Tensorflow: Failed to create session

2020-07-13 01:08发布

I get an error when I run my code, the error is:

tensorflow.python.framework.errors_impl.InternalError: Failed to create session.

Here is my code:

# -*- coding: utf-8 -*-
import ...
import ...

checkpoint='/home/vrview/tensorflow/example/char/data/model/'
MODEL_SAVE_PATH = "/home/vrview/tensorflow/example/char/data/model/"

def getAllImages(folder):
    assert os.path.exists(folder)
    assert os.path.isdir(folder)
    imageList = os.listdir(folder)
    imageList = [os.path.join(folder,item) for item in imageList ]
    num=len(imageList)
    return imageList,num

def get_labei():
    img_dir, num = getAllImages(r"/home/vrview/tensorflow/example/char/data/model/file/")
    for i in range(num):
        image = Image.open(img_dir[i])
        image = image.resize([56, 56])
        image = np.array(image)
        image_array = image

        with tf.Graph().as_default():
            image = tf.cast(image_array, tf.float32)
            image_1 = tf.image.per_image_standardization(image)
            image_2 = tf.reshape(image_1, [1, 56, 56, 3])

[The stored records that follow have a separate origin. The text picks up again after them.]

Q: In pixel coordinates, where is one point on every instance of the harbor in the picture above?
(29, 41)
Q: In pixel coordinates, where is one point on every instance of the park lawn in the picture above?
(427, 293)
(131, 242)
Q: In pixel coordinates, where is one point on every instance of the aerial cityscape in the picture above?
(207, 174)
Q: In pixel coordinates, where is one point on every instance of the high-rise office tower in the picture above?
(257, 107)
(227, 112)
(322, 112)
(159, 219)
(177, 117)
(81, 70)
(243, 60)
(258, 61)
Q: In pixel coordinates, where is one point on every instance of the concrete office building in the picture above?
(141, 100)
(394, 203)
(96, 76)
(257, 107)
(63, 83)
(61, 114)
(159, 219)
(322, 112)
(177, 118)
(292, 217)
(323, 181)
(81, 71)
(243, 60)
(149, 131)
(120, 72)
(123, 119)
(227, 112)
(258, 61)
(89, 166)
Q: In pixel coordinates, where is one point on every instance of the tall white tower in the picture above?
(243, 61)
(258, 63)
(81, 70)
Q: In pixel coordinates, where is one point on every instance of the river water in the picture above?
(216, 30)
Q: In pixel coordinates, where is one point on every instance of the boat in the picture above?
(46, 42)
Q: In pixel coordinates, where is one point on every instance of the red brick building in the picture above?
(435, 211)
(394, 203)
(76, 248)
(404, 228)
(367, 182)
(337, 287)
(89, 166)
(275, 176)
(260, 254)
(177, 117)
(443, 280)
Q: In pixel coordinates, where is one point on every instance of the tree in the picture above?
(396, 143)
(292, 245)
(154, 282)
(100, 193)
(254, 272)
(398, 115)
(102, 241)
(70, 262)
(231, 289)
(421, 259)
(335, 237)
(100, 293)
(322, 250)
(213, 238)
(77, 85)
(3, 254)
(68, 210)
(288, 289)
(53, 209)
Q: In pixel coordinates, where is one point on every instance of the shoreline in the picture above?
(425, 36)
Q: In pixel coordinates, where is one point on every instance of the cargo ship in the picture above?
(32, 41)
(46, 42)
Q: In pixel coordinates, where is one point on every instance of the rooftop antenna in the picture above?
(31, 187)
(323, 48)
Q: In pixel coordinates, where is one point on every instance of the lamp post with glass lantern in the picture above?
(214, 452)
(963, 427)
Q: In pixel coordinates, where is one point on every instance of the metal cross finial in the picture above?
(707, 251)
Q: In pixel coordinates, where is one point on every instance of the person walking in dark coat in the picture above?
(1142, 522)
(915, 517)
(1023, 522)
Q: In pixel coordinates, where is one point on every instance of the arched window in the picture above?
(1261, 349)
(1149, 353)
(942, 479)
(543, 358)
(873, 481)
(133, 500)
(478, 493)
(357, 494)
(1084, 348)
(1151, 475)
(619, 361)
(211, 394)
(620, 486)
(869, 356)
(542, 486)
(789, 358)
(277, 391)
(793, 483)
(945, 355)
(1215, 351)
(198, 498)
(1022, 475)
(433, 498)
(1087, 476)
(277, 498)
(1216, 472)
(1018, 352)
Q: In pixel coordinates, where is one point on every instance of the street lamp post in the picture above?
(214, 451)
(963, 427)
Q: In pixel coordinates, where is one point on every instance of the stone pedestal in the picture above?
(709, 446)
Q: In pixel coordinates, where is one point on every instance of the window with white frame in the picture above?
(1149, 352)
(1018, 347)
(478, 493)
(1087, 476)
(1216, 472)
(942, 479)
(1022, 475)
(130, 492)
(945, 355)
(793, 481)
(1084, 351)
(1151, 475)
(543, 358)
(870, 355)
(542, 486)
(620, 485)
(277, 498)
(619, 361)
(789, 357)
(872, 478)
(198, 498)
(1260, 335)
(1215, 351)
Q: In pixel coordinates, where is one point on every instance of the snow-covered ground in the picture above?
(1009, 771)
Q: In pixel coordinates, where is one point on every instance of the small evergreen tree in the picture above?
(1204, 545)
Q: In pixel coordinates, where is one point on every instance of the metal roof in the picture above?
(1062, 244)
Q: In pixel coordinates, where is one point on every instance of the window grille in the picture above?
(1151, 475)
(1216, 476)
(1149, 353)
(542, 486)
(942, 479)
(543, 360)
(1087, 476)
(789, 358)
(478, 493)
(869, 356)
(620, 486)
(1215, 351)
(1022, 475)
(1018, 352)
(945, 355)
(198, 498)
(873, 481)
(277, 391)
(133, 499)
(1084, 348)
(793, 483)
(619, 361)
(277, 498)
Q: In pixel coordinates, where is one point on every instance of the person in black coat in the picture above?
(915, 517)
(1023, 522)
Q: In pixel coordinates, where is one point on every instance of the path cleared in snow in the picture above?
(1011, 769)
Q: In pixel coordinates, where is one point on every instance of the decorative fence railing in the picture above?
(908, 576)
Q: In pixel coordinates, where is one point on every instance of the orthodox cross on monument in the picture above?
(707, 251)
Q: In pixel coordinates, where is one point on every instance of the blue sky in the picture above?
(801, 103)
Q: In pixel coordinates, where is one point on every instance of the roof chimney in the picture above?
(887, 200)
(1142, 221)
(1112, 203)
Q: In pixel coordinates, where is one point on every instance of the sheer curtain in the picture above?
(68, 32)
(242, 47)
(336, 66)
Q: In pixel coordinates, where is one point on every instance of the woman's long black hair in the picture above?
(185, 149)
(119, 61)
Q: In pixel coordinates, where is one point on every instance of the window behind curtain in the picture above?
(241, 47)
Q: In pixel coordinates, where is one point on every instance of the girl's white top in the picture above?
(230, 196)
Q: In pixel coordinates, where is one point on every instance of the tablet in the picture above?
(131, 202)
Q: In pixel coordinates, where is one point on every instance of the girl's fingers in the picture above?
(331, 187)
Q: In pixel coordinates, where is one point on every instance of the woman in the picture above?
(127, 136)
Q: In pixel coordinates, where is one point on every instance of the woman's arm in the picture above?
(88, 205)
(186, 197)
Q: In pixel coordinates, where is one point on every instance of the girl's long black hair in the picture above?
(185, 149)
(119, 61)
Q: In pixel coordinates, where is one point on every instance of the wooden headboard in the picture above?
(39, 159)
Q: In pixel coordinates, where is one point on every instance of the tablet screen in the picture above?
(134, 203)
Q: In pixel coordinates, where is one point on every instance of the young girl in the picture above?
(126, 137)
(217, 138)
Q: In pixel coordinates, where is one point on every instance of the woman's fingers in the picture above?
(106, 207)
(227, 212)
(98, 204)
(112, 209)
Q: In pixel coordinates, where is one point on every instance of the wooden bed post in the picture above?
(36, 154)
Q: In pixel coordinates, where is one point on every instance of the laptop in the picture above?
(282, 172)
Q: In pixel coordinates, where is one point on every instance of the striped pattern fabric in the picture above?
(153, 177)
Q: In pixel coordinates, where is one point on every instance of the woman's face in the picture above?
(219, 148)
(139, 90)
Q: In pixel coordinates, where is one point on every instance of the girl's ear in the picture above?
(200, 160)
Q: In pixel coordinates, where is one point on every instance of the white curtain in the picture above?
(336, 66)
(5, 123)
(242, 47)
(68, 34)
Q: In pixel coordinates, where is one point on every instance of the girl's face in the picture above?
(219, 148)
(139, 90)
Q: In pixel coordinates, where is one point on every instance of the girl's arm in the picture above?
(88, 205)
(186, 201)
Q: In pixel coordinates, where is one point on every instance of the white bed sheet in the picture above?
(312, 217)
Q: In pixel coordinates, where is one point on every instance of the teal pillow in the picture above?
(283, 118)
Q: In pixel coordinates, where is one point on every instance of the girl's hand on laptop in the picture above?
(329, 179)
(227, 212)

            logit = color_inference.inference(image_2)
            y = tf.nn.softmax(logit)
            x = tf.placeholder(tf.float32, shape=[56, 56, 3])

            saver = tf.train.Saver()
            with tf.Session() as sess:
              ckpt = tf.train.get_checkpoint_state(MODEL_SAVE_PATH)
              if ckpt and ckpt.model_checkpoint_path:
                   global_step = ckpt.model_checkpoint_path.split('/')[-1].split('-')[-1]
                   saver.restore(sess, ckpt.model_checkpoint_path)
                   print('Loading success, global_step is %s' % global_step)
                   prediction = sess.run(y)
                   max_index = np.argmax(prediction)
              else:
                   print('No checkpoint file found')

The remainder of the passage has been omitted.